Os preços da carne, dos produtos lácteos e dos ovos foram os que mais subiram entre bens alimentares no ano passado, de acordo com o Instituto Nacional de Estatísticas e Censos, tornando estes itens demasiado caros para muitas famílias.
Adrian Bifaretti, diretor de marketing do Instituto de Promoção da Carne Bovina, reconheceu que a crise económica é uma das razões para a queda no consumo de produtos de origem animal. Mas há outras razões.
“Mudanças no estilo de vida estão a influenciar as escolhas dos jovens sobre o que comer”, indicou. “Estes estão agora mais interessados no que comem, na produção, na qualidade e no meio ambiente”, referiu, salientando, no entanto, que as dietas baseadas em vegetais não fornecem os mesmos nutrientes que aquelas à base de carne.

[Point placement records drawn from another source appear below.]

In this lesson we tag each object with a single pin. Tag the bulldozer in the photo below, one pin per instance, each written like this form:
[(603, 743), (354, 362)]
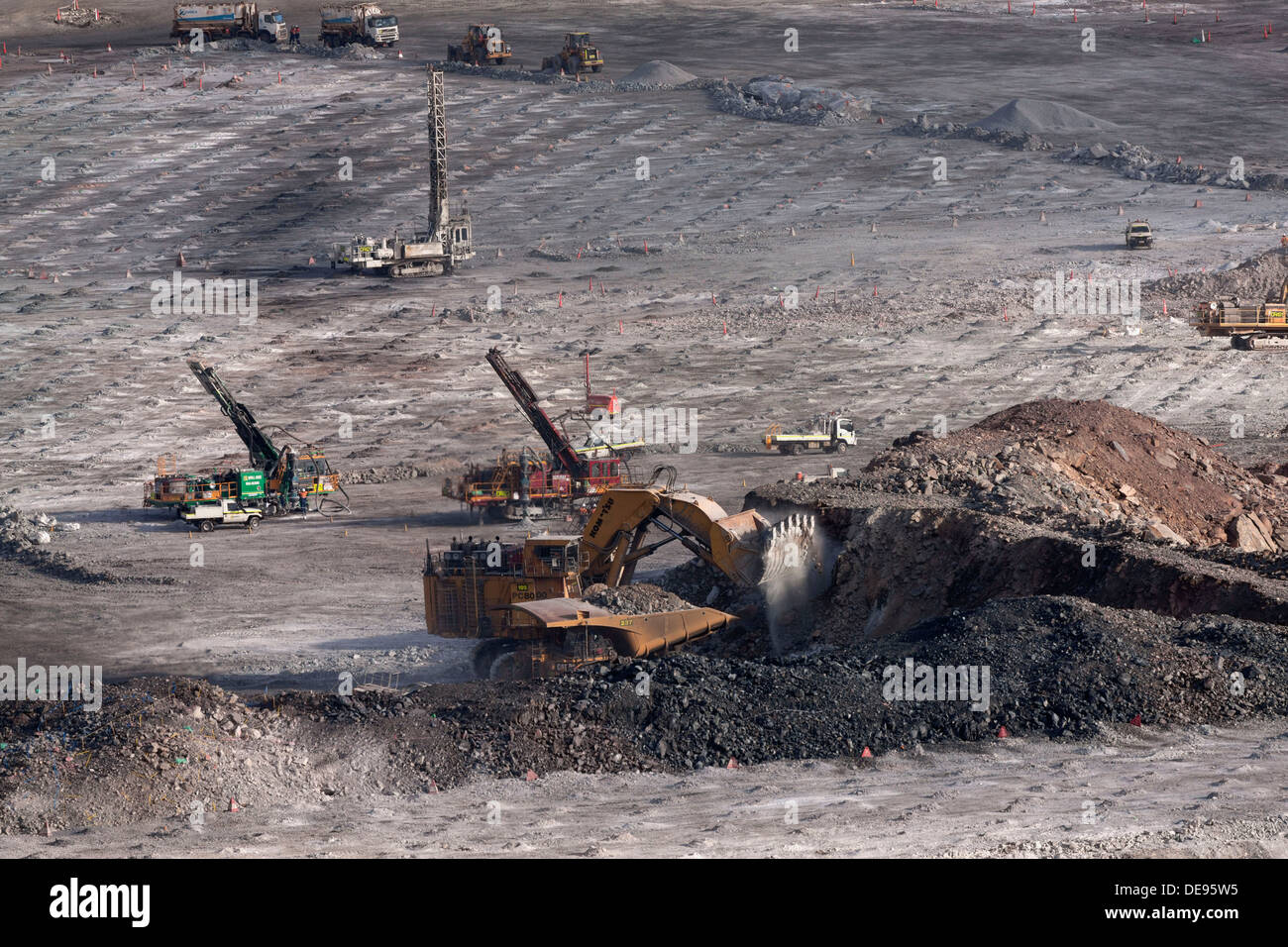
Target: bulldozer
[(523, 600), (482, 44), (576, 56), (1262, 325)]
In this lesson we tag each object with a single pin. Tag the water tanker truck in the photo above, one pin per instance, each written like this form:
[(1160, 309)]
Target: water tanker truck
[(217, 21), (366, 24)]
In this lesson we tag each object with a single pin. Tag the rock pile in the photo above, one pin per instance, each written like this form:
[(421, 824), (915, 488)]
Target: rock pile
[(780, 98)]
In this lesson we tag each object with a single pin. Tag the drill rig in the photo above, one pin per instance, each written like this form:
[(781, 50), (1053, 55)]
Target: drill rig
[(294, 479), (522, 482), (523, 602), (1248, 326), (447, 241)]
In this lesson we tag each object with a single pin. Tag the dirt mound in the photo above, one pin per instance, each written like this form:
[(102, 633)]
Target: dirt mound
[(1252, 281), (1042, 118), (656, 73), (1091, 463), (1077, 499), (780, 98)]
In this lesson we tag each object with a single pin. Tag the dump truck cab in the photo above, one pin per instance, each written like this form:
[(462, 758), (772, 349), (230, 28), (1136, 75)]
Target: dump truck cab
[(1138, 235)]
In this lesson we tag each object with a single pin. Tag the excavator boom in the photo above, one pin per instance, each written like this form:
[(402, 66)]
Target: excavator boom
[(745, 545)]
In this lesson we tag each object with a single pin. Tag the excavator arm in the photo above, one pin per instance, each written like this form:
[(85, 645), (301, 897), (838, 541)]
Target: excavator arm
[(263, 453), (745, 545)]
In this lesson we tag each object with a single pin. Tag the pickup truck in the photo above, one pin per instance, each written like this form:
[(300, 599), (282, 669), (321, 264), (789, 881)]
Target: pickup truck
[(207, 515)]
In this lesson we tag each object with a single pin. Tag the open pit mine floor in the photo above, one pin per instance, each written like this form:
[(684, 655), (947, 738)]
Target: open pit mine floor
[(776, 262)]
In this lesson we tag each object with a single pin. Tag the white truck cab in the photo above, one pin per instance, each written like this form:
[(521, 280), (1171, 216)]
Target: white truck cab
[(207, 515)]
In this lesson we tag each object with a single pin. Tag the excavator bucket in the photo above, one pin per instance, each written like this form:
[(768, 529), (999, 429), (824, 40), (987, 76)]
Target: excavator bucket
[(756, 553), (791, 547)]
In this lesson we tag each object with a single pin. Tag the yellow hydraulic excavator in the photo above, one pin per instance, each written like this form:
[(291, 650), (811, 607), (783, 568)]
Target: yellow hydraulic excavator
[(523, 602)]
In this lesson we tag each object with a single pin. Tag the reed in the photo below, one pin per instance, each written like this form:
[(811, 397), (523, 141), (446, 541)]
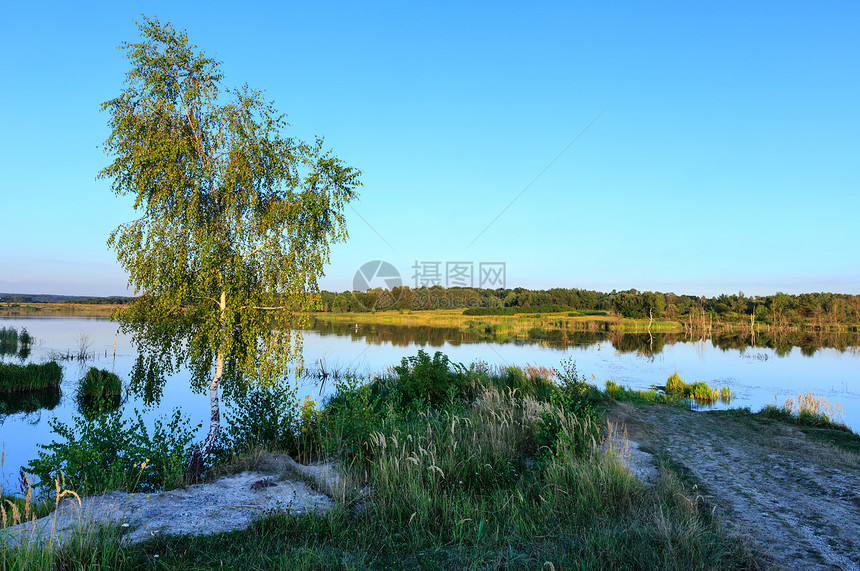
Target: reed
[(98, 383), (30, 377), (808, 410)]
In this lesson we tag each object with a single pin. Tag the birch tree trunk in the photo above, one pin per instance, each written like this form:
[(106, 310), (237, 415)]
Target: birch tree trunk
[(198, 458)]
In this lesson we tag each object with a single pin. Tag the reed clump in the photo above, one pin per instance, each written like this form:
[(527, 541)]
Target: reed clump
[(808, 410), (698, 391), (98, 383)]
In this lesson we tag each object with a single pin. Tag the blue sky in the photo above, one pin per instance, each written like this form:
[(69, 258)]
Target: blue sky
[(724, 156)]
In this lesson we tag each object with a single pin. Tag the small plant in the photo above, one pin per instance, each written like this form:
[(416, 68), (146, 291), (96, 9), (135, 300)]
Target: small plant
[(99, 383), (421, 378), (262, 417), (808, 410), (105, 453), (698, 391)]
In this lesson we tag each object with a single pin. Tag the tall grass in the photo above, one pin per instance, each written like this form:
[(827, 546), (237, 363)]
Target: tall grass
[(808, 410), (29, 377), (11, 339), (99, 383), (698, 391), (505, 473)]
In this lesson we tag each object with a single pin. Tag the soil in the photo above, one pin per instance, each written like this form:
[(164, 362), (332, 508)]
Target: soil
[(229, 503), (797, 500)]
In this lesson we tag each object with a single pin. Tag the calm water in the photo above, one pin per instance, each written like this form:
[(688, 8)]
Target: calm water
[(756, 375)]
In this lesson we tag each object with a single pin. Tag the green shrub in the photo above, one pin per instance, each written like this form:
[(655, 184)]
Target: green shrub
[(422, 379), (353, 413), (99, 383), (674, 384), (264, 417)]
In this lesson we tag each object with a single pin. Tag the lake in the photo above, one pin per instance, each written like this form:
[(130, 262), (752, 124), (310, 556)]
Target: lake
[(757, 375)]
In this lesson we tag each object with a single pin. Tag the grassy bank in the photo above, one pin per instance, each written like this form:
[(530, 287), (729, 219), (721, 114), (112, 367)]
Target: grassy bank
[(500, 327), (468, 467)]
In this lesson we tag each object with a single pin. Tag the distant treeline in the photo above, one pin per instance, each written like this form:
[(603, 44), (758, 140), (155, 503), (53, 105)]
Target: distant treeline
[(780, 308), (51, 298)]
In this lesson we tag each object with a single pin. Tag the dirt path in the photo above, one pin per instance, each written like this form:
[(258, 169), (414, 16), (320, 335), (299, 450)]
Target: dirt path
[(797, 499)]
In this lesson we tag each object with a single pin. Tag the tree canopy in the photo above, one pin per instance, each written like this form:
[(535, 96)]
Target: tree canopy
[(235, 219)]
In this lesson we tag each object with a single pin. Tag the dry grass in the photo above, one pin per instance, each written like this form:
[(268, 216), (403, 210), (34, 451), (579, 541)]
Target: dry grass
[(813, 406)]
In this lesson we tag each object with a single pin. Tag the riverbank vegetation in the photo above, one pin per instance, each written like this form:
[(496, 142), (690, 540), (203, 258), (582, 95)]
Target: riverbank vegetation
[(817, 310), (466, 466), (30, 377)]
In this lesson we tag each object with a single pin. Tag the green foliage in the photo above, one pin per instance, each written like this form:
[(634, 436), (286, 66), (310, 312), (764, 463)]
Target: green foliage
[(263, 417), (352, 414), (575, 395), (99, 392), (546, 308), (462, 487), (29, 401), (698, 391), (30, 377), (421, 378), (235, 219), (99, 383), (621, 393), (105, 453), (228, 206), (147, 380)]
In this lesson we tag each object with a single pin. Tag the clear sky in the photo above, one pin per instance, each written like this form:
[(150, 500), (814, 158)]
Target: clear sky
[(725, 155)]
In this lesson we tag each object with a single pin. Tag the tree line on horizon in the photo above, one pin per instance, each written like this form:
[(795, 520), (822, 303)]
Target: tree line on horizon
[(780, 308)]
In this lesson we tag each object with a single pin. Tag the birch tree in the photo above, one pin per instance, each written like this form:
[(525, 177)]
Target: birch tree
[(234, 219)]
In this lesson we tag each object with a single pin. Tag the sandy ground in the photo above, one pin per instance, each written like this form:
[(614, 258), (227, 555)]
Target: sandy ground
[(229, 503), (796, 499)]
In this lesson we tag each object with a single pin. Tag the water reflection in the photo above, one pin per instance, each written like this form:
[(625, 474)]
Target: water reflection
[(29, 402), (90, 407)]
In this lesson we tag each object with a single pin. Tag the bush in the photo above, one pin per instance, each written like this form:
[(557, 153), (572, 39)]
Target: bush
[(353, 413), (433, 381), (264, 417), (108, 453)]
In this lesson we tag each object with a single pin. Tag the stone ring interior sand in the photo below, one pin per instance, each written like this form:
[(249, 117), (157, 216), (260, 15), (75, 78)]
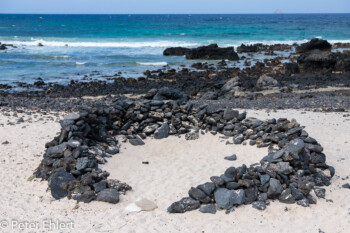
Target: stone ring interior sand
[(294, 166)]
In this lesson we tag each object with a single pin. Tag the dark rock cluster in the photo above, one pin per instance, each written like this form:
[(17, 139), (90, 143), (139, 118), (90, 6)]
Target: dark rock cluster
[(254, 48), (5, 46), (294, 166), (210, 52)]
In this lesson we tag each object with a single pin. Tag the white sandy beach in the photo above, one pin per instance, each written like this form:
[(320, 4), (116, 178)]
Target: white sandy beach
[(174, 166)]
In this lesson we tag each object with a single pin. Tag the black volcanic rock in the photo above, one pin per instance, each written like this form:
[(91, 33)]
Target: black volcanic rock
[(176, 51), (313, 44), (212, 52)]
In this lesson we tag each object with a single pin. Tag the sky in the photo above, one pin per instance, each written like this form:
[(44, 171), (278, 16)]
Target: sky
[(173, 6)]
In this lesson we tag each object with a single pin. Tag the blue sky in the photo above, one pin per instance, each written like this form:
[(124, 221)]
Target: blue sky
[(173, 6)]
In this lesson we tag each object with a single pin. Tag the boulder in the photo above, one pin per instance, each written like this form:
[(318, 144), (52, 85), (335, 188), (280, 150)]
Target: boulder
[(184, 205), (275, 188), (176, 51), (209, 208), (162, 132), (212, 52), (166, 93), (136, 141), (108, 195), (317, 59), (231, 84), (56, 181), (291, 68), (265, 82), (226, 198), (313, 44)]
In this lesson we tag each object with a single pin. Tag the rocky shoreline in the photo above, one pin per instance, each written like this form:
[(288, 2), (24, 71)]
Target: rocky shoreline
[(295, 164), (315, 77), (192, 102)]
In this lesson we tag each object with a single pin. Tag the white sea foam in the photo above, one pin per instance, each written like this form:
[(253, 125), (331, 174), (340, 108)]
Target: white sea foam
[(271, 42), (152, 44), (152, 63)]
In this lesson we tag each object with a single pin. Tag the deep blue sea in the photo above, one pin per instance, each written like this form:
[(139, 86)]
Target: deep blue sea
[(77, 45)]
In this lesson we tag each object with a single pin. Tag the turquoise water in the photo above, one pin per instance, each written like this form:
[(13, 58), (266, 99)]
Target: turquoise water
[(77, 45)]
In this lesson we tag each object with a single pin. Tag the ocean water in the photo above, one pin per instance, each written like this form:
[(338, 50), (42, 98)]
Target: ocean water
[(79, 45)]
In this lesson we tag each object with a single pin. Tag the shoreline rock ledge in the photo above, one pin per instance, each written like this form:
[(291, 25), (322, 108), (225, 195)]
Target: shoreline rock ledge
[(210, 52)]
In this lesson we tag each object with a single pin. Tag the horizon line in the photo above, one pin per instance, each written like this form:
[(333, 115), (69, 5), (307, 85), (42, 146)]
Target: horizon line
[(172, 13)]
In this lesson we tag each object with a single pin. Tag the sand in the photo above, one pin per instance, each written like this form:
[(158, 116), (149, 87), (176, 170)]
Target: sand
[(174, 166)]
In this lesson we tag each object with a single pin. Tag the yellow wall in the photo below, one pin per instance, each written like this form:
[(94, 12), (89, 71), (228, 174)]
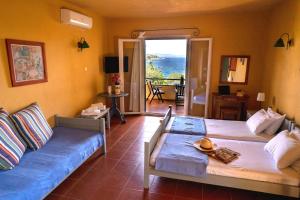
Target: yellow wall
[(69, 87), (282, 69), (239, 33)]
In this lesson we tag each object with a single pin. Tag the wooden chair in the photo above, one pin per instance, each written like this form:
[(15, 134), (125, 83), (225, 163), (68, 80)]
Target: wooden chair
[(155, 91), (179, 95)]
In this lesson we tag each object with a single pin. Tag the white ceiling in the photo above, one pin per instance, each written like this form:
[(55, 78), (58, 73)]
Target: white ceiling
[(163, 8)]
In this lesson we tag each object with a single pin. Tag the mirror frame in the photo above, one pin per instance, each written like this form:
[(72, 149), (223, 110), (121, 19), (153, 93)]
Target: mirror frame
[(247, 71)]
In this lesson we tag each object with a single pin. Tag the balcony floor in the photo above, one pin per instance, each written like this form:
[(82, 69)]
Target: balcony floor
[(159, 107)]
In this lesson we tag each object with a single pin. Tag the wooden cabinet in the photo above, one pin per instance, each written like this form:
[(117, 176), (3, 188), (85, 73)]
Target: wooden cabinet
[(229, 107)]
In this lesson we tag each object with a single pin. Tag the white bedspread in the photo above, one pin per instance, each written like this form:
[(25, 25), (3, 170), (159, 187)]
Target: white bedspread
[(226, 129), (254, 163)]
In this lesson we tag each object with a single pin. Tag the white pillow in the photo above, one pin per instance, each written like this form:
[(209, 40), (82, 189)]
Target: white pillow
[(284, 149), (277, 121), (258, 122)]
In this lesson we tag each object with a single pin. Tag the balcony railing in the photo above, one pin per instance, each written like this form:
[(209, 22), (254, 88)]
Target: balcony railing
[(165, 81)]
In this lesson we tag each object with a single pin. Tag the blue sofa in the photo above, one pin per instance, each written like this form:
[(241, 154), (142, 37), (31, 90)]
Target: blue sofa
[(40, 172)]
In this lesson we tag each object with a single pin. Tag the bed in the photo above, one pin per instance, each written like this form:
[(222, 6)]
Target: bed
[(226, 129), (242, 173)]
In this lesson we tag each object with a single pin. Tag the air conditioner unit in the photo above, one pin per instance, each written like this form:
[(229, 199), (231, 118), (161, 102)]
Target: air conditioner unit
[(76, 19)]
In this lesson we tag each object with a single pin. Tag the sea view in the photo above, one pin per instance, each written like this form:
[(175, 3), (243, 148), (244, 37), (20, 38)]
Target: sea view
[(168, 65)]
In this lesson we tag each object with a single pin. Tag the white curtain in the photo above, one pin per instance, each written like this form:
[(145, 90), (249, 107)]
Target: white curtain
[(134, 96)]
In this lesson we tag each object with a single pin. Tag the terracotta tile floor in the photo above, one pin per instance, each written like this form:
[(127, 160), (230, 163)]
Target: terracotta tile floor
[(119, 174)]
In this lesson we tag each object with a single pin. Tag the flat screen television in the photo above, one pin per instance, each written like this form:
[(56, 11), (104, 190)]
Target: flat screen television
[(111, 64)]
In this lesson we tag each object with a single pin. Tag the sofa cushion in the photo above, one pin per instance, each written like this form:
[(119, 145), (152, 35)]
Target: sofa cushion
[(11, 145), (33, 126), (39, 172)]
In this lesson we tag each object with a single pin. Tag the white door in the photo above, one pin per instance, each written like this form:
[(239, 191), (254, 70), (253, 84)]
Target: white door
[(131, 69), (198, 76)]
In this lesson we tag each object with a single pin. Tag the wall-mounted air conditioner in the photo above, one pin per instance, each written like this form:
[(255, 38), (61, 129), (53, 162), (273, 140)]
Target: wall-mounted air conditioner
[(76, 19)]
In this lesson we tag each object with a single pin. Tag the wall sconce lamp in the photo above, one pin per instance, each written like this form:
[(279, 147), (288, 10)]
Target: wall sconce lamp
[(82, 44), (280, 42)]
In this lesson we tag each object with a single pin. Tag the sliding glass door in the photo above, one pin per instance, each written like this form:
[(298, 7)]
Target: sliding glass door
[(131, 69), (198, 77)]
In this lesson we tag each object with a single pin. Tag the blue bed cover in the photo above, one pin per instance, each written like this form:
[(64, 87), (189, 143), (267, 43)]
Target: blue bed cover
[(39, 172), (177, 157), (188, 125)]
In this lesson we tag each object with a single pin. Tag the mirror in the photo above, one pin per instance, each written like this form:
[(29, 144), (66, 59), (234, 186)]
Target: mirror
[(234, 69)]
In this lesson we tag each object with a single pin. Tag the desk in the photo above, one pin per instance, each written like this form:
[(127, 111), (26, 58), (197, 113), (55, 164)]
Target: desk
[(114, 110), (104, 113), (229, 107)]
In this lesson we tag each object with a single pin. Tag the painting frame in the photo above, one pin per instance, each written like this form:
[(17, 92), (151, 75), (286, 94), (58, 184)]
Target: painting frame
[(41, 69)]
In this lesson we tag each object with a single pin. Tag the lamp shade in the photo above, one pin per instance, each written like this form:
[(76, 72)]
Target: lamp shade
[(261, 96), (279, 43)]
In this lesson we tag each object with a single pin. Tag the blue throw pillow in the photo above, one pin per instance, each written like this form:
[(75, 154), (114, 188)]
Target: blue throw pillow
[(12, 147), (33, 126)]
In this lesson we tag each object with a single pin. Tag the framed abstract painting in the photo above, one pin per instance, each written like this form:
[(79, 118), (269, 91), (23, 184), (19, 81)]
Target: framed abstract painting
[(27, 62)]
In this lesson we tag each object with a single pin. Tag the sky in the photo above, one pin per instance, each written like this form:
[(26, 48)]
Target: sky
[(175, 47)]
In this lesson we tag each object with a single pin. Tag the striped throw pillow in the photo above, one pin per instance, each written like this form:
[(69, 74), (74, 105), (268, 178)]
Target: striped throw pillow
[(12, 147), (32, 126)]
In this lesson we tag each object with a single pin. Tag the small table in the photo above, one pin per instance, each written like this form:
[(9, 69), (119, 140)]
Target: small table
[(104, 113), (114, 110)]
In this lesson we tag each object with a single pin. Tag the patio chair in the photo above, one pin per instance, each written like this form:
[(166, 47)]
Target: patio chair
[(179, 94), (155, 91)]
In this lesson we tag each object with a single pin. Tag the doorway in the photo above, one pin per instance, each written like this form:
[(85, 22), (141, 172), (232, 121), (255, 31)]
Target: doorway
[(165, 75), (167, 63)]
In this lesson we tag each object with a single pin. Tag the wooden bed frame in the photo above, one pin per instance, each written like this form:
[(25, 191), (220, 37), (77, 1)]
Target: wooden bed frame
[(240, 183)]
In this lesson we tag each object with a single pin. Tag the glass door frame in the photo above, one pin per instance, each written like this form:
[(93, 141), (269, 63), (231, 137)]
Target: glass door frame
[(165, 37), (121, 72), (208, 81)]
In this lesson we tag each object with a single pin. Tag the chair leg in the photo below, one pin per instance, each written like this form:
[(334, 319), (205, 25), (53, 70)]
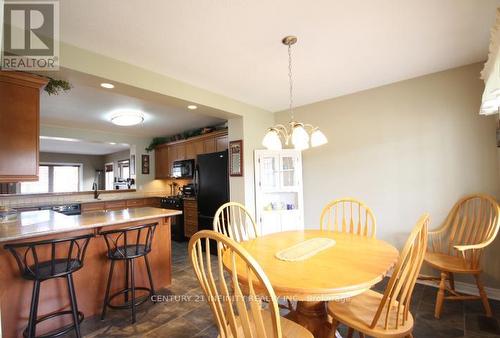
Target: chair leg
[(333, 332), (452, 280), (125, 294), (151, 285), (33, 309), (132, 286), (484, 296), (108, 286), (74, 304), (440, 296)]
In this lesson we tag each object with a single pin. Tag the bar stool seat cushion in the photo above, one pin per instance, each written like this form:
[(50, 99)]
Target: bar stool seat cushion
[(129, 251)]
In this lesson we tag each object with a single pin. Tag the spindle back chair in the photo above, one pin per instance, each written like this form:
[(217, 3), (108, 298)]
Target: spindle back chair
[(235, 292), (348, 215)]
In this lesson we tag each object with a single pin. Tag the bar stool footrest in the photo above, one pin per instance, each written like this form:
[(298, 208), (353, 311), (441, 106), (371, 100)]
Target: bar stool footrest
[(128, 305), (57, 332)]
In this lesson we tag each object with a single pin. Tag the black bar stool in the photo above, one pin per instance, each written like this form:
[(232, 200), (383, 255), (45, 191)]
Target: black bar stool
[(65, 257), (127, 245)]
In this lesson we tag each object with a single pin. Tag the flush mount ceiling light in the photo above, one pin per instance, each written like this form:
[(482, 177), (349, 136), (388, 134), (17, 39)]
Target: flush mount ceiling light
[(127, 118), (301, 135), (107, 85)]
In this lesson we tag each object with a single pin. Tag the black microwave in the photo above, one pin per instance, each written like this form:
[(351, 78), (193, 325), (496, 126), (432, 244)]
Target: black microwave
[(183, 169)]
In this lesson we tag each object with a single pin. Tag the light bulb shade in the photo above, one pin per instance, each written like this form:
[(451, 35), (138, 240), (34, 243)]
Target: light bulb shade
[(127, 118), (300, 137), (272, 140), (318, 138)]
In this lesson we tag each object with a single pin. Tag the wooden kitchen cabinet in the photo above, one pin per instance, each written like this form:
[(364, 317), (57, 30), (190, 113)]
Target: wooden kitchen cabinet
[(209, 146), (138, 202), (19, 126), (166, 154), (221, 143), (180, 152), (162, 168), (190, 217), (193, 149)]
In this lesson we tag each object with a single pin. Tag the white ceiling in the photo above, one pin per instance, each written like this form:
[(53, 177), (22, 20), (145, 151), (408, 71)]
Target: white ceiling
[(75, 146), (88, 106), (233, 46)]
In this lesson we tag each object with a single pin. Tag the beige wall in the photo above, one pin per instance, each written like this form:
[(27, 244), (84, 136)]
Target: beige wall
[(90, 163), (406, 148)]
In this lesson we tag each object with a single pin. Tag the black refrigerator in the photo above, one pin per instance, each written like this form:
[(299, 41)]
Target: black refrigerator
[(212, 186)]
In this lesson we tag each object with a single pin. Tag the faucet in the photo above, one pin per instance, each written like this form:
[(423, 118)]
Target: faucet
[(96, 193)]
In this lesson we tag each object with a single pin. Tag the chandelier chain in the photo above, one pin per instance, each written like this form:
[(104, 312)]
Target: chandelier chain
[(290, 79)]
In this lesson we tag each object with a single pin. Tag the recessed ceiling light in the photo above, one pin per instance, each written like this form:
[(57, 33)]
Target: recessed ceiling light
[(127, 118)]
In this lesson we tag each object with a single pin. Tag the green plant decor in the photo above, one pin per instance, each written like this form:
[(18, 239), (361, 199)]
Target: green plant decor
[(182, 136), (55, 87)]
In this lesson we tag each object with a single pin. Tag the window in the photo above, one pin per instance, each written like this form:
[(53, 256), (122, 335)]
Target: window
[(54, 178), (109, 178), (124, 169)]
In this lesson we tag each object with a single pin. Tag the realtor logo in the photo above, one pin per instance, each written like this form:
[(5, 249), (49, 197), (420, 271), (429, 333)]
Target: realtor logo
[(30, 36)]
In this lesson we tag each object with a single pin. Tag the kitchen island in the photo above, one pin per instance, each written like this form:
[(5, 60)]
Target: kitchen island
[(90, 281)]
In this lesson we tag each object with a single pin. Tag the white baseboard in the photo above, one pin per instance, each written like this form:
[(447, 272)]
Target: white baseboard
[(467, 288)]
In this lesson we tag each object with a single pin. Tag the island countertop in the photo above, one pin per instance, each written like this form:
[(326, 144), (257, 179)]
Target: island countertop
[(45, 222)]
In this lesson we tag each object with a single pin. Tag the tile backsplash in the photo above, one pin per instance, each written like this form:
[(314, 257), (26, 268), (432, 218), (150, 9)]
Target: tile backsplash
[(21, 201)]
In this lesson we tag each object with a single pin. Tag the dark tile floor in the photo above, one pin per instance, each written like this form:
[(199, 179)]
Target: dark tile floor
[(182, 314)]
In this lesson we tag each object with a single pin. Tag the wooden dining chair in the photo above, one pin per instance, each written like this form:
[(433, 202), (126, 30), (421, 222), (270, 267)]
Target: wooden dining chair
[(348, 215), (233, 220), (457, 246), (238, 313), (388, 314)]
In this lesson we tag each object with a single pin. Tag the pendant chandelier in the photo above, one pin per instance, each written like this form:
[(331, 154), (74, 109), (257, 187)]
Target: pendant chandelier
[(300, 135)]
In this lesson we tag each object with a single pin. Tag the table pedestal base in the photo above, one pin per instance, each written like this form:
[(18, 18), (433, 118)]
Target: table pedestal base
[(314, 317)]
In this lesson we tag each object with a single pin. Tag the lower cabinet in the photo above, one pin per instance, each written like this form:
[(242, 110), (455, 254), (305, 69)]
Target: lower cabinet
[(190, 217)]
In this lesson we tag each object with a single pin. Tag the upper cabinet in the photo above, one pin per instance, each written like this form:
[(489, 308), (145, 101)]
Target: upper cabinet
[(166, 154), (19, 126)]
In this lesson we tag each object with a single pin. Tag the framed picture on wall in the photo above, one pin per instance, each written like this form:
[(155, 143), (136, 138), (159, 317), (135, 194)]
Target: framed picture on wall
[(236, 158), (132, 164), (145, 164)]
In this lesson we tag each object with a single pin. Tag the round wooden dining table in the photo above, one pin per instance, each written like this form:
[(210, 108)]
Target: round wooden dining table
[(350, 267)]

No outro extremo do espectro, os ativistas veganos estão a apelar para a consciência da população. “Queremos que as pessoas questionem o que está por trás do hambúrguer de carne que estão a pensar em comer: os maus-tratos a animais, trabalhadores, todas essas injustiças. Somos todos animais”, declarou Erika De Simoni, ativista da Voicot, a organização por trás dos cartazes presentes em cidades como Buenos Aires.
Apesar desta nova visibilidade e do número de pessoas que aderiram à causa, “ser vegano na Argentina ainda é muito difícil”, apontou Manuel Martí. “Muitos jovens veganos são vítimas de ‘bullying’ na escola, até por parte dos professores”. Além disso, não se encontra facilmente opções alimentares adequadas aos veganos nos hospitais e nas cantinas.
Outro ponto que ainda não está claro, expôs o OZY, é se alguns dos recentemente convertidos voltarão ao consumo da carne quando os preços estabilizarem.
Erika De Simoni, que mora numa pequena cidade a uma hora de carro de Buenos Aires e que se tornou vegana há oito anos, é mais positiva. “Estamos a ver pessoas a produzir e vender produtos veganos, alimentos, roupas, todo tipo de coisa”, indicou. “Precisamos superar a ideia de que a Argentina é apenas carne”, frisou.
Para Manuel Martí, combater a discriminação é sua próxima batalha. A organização que dirige está a trabalhar com o Instituto Nacional Contra Discriminação, Xenofobia e Racismo (INADI) para aprovar uma nova lei para proteger veganos, especialmente crianças. “Há mais veganos na Argentina do que membros de muitos partidos políticos. Se percebermos isso, podemos fazer muitas mudanças necessárias”, concluiu.